The LLM TTFT is the squeezed component. A 70B LLM at H100 prefill for ~1K context (typical conversation) is 80–120ms wall time; for 8K context (long conversation), 300+ ms — which breaks the budget. This forces aggressive prefix caching and KV reuse for audio sessions, and a smaller / faster model variant for the audio tier (e.g., MoE with sparse activation, or speculative decoding always on).

4. High-Level Architecture

                                ┌─────────────────────┐
   user request  ───────────►   │  L7 ingress / auth  │
                                │  rate-limit (per-   │
                                │  modality)          │
                                └────────┬────────────┘
                                         ▼
                         ┌───────────────────────────────┐
                         │   Modality-aware router       │
                         │  - inspects content types     │
                         │  - decides path & SLO class   │
                         │  - extracts image hashes      │
                         └─┬─────────────┬───────────────┘
                           │             │
                ┌──────────┘             └────────────┐
                │                                     │
                ▼                                     ▼
   ┌────────────────────────┐         ┌──────────────────────────┐
   │  Image preprocessor    │         │  Audio session manager    │
   │  pool (CPU + NVENC)    │         │  WebSocket / WebRTC term  │
   │  - decode, resize,     │         │  - VAD, jitter buffer     │
   │  - tile, normalize     │         │  - Mimi frame pipeline    │
   │  - hash for caching    │         │  - duplex stream manager  │
   └─────────┬──────────────┘         └────────────┬─────────────┘
             │ raw tiles + meta                    │ audio frames
             ▼                                     │
   ┌────────────────────────┐                      │
   │  Vision encoder pool   │                      │
   │  L40S / A100 (cheap)   │                      │
   │  ViT DP, batch=32      │                      │
   │  - feature cache write │                      │
   └─────────┬──────────────┘                      │
             │ image features (64 MB / tile-batch) │
             │ over NIXL/RDMA, async prefetch      │
             ▼                                     ▼
   ┌─────────────────────────────────────────────────────────┐
   │                     LLM core                            │
   │  ┌──────────────┐    ┌───────────────────────────────┐  │
   │  │ Prefill pool │ ─► │  Decode pool (H100/B200)      │  │
   │  │ H100 TP=4    │    │  TP=4, paged-attn, MoE expert │  │
   │  │ batch large  │    │  parallel for MoE             │  │
   │  └──────────────┘    └─────────────┬─────────────────┘  │
   │     (PD-disaggregated, KV transfer over NVLink/RDMA)    │
   └────────────────────────┬────────────────────────────────┘
                            │ token stream
                            ▼
                ┌─────────────────────────┐
                │  Output multiplexer     │
                │  - text → SSE stream    │
                │  - audio-tokens → codec │
                │  - speculative cancel   │
                └────────┬────────────────┘
                         ▼
                      user

   Side stores:
   ┌──────────────────────┐  ┌─────────────────────┐  ┌──────────────────┐
   │ Image-feature cache  │  │  KV prefix cache    │  │  Session store   │
   │ Redis + S3 (warm/cold)│  │ Mooncake/MemServe   │  │ user/conv state  │
   │ key: perceptual+sha  │  │ key: token-prefix   │  │                  │
   │       + encoder-ver  │  │  + image-hash list  │  │                  │
   └──────────────────────┘  └─────────────────────┘  └──────────────────┘

Key invariants enforced by this topology:

Encoder pool runs on different silicon than decoder pool.
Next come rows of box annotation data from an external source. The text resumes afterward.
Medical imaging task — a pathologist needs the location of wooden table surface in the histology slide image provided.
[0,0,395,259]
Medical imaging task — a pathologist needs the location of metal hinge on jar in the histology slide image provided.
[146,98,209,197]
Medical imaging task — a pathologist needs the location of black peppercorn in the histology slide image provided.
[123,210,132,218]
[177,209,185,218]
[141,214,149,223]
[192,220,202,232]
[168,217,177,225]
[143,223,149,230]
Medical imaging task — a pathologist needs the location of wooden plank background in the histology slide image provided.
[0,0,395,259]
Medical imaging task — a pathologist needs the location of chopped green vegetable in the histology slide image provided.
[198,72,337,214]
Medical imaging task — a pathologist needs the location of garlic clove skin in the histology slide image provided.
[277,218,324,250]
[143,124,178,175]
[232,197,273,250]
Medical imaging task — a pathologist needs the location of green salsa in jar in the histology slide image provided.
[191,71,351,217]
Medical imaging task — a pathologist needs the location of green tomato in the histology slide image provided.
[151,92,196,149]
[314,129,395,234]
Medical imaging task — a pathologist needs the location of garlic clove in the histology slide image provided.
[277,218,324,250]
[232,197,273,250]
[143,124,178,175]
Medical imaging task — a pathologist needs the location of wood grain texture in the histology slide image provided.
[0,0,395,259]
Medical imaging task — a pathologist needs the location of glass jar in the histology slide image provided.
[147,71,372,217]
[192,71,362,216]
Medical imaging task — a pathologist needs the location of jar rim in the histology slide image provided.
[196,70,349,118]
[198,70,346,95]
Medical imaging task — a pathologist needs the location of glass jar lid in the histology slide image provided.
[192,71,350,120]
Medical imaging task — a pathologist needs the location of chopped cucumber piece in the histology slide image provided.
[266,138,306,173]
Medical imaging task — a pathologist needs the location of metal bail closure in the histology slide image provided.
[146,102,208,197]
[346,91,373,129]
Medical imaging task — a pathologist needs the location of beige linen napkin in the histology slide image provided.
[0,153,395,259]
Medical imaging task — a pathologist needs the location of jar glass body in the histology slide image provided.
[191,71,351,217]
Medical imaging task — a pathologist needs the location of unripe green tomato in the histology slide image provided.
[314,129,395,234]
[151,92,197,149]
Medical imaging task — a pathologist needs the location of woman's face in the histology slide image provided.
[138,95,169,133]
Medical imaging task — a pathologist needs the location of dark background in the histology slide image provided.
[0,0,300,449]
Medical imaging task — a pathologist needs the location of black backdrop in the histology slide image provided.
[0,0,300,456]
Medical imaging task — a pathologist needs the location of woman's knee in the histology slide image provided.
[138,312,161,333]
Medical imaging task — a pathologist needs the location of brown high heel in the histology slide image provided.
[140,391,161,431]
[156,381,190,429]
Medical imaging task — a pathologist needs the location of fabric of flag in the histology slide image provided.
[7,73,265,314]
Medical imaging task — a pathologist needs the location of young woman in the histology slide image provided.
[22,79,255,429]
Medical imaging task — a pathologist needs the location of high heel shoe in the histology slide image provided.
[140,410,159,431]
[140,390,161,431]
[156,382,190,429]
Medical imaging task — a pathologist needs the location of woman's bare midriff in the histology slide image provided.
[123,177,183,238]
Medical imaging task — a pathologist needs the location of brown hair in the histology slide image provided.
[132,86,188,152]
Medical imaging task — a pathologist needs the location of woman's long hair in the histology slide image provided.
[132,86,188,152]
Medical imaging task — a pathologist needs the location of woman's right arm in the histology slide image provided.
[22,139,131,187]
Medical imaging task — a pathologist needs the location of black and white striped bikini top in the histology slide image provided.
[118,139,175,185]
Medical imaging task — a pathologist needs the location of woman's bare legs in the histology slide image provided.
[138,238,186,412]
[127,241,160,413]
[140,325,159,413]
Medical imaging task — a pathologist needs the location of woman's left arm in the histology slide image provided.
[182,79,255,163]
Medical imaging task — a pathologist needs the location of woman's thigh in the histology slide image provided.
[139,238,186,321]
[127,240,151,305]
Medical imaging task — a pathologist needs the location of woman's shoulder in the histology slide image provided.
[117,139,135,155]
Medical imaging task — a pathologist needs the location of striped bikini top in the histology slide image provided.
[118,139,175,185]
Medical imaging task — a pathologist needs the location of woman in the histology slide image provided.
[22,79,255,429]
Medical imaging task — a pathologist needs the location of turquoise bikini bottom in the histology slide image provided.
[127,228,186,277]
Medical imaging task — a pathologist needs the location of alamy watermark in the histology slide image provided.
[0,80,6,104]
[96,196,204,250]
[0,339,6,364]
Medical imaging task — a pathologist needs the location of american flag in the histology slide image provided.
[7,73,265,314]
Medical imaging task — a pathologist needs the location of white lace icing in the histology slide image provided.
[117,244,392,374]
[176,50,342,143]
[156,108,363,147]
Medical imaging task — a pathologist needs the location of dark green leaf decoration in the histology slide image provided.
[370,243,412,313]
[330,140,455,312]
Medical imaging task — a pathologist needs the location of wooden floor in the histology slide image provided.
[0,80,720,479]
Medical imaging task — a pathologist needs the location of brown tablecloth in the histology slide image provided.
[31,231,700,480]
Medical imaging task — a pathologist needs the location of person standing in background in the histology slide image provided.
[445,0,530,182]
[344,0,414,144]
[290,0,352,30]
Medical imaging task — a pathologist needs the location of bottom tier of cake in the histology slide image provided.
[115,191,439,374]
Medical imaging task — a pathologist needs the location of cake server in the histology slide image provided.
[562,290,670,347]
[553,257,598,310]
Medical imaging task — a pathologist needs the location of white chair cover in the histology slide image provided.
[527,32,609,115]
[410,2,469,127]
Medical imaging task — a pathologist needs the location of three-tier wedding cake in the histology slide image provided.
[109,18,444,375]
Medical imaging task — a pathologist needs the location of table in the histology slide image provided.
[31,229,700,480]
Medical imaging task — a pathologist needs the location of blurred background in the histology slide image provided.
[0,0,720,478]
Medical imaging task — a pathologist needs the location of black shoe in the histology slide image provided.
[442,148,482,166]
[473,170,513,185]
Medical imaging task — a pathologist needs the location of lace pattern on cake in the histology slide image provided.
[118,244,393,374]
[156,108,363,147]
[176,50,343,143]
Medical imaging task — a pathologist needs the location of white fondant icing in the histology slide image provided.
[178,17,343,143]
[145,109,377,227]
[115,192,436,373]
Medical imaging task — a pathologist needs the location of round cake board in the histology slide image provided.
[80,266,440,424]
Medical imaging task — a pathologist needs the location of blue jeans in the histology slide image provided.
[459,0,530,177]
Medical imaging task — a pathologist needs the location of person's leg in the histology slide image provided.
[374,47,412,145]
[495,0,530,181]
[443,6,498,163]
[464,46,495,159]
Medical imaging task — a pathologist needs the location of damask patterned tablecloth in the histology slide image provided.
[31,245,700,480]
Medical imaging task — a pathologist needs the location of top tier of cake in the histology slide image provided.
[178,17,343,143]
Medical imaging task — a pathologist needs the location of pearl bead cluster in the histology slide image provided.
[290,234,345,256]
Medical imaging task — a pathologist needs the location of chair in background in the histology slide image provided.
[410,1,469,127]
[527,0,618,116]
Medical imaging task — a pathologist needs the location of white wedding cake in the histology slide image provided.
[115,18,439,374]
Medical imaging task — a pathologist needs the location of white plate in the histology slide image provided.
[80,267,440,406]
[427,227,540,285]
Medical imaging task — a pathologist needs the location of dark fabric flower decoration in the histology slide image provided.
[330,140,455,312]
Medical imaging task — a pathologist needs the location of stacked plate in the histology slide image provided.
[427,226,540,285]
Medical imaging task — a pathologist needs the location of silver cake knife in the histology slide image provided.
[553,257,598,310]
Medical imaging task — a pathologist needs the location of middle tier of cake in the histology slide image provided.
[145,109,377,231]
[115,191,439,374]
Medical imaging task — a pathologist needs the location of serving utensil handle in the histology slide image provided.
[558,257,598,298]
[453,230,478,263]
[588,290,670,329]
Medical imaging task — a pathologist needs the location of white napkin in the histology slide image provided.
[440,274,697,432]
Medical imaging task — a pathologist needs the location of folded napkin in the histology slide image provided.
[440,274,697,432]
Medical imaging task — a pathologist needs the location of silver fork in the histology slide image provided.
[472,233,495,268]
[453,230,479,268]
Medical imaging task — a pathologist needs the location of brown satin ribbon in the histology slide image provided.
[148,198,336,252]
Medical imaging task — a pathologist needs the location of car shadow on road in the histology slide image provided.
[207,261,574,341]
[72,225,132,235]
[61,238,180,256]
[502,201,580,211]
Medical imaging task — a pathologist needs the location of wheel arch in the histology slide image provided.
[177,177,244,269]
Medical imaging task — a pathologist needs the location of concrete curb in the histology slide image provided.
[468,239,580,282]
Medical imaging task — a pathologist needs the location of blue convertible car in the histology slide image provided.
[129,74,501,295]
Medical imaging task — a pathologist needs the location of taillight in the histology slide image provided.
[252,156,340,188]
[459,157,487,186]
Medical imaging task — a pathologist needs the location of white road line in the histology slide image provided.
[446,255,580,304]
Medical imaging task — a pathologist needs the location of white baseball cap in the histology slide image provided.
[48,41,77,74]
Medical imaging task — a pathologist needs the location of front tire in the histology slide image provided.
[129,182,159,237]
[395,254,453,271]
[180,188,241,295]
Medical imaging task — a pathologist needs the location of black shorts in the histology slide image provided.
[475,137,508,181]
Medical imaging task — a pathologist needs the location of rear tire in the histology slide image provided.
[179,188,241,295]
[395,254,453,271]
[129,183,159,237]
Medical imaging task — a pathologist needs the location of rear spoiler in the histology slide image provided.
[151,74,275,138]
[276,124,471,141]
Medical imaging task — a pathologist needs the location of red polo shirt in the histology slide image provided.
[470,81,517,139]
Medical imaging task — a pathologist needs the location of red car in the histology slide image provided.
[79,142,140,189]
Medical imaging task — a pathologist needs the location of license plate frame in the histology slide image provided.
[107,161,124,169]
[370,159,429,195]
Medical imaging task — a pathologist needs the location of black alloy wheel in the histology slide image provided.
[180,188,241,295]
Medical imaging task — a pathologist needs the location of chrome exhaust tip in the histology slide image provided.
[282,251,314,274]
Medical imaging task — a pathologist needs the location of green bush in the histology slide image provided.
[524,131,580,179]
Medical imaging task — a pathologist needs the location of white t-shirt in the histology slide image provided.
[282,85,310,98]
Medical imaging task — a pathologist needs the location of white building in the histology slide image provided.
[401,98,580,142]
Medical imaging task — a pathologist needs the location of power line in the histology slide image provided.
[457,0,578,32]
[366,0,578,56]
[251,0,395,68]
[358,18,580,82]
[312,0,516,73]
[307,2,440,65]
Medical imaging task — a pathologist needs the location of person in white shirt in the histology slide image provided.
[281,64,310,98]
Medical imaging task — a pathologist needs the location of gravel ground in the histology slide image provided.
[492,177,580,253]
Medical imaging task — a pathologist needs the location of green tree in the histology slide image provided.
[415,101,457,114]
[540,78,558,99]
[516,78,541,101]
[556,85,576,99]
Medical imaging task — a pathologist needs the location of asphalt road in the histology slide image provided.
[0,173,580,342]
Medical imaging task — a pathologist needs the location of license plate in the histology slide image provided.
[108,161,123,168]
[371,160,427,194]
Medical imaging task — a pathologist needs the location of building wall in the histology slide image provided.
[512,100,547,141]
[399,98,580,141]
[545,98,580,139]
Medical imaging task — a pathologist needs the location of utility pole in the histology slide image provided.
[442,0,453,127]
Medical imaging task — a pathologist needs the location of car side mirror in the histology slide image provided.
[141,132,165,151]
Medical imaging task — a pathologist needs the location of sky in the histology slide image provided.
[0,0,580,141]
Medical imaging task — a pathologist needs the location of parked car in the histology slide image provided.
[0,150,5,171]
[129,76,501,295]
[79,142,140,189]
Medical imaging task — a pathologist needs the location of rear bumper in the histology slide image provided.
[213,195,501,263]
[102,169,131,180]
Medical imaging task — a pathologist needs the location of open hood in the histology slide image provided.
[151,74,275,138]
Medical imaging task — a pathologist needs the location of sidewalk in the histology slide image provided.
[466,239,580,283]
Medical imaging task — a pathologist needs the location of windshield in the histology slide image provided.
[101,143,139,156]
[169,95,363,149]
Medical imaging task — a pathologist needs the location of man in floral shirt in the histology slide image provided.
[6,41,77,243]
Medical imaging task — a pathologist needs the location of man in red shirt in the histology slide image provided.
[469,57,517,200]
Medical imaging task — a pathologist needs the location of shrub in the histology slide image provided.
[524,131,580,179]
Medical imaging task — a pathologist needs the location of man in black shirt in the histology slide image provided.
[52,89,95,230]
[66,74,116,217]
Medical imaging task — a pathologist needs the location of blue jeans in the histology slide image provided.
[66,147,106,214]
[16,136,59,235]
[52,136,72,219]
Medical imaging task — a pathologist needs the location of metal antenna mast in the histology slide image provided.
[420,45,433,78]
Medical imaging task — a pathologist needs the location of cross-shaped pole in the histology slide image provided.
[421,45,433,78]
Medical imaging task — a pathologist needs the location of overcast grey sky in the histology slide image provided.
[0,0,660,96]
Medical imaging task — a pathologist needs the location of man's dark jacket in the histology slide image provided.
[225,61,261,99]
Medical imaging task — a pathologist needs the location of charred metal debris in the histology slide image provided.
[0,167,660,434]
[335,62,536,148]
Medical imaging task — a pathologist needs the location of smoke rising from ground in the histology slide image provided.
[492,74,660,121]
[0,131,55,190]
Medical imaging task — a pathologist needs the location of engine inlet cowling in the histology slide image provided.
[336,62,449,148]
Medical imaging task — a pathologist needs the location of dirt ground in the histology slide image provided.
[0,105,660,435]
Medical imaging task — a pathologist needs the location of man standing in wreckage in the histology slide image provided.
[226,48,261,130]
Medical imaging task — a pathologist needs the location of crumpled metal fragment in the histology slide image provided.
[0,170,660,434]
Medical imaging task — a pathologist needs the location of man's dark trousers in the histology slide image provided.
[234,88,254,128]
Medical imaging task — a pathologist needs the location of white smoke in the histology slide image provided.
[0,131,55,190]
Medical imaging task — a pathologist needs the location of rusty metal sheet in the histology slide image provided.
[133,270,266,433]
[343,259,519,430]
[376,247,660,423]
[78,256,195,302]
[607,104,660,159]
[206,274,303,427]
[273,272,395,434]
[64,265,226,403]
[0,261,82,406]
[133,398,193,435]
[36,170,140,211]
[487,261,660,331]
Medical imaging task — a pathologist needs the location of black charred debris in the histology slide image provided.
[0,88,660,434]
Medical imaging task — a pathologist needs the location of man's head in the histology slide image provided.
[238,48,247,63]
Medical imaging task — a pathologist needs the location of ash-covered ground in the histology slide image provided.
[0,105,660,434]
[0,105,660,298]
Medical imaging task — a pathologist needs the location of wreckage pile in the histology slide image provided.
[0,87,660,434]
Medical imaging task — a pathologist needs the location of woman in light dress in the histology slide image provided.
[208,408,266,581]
L40S/A100 for vision (~ $0.50–$ 1.50/hr/GPU on cloud) is 2–4× cheaper than H100, and the encoder is not memory-bandwidth-bound, so the cheaper tier loses very little throughput.
Image features and KV transfer over RDMA, never copied through host memory unnecessarily. NIXL connector or Mooncake.
Audio session manager is a separate path that never goes through image preprocessor. Real-time audio cannot tolerate generic-router queueing.
Cache key always includes encoder version and decoder version. Version skew is silent corruption; the system makes it impossible.

5. Per-Workload Request Lifecycles

5.1 Single-image chat (the cheap, common case)

t=0    user sends message + 1 image
       │
       ▼
t=2    L7 + router → preprocess pool
       │ image hash computed (sha256 of bytes + perceptual hash)
       ▼
t=10   preprocess: decode JPEG, resize to 448, normalize → 1 tile
       │ check feature cache by (sha, encoder_ver) → MISS
       ▼
t=20   queue at vision encoder, batched with 30 other tiles
t=28   encoder forward → 256 features × 4096-d  (64 MB)
       │ write to feature cache (TTL 10 min, async)
       │ async transfer to LLM host
       ▼
t=29   features land at prefill worker
t=30   prefill: 256 image tokens + ~50 text tokens through 70B LLM
t=80   first text token (TTFT = 80 ms)
t=80–500  decode at ~50 tok/s for ~200 tokens
t=500  done

Total wall time: ~500 ms TTFT 80 ms.
Decoder time dominates (60% of wall) once the image is encoded.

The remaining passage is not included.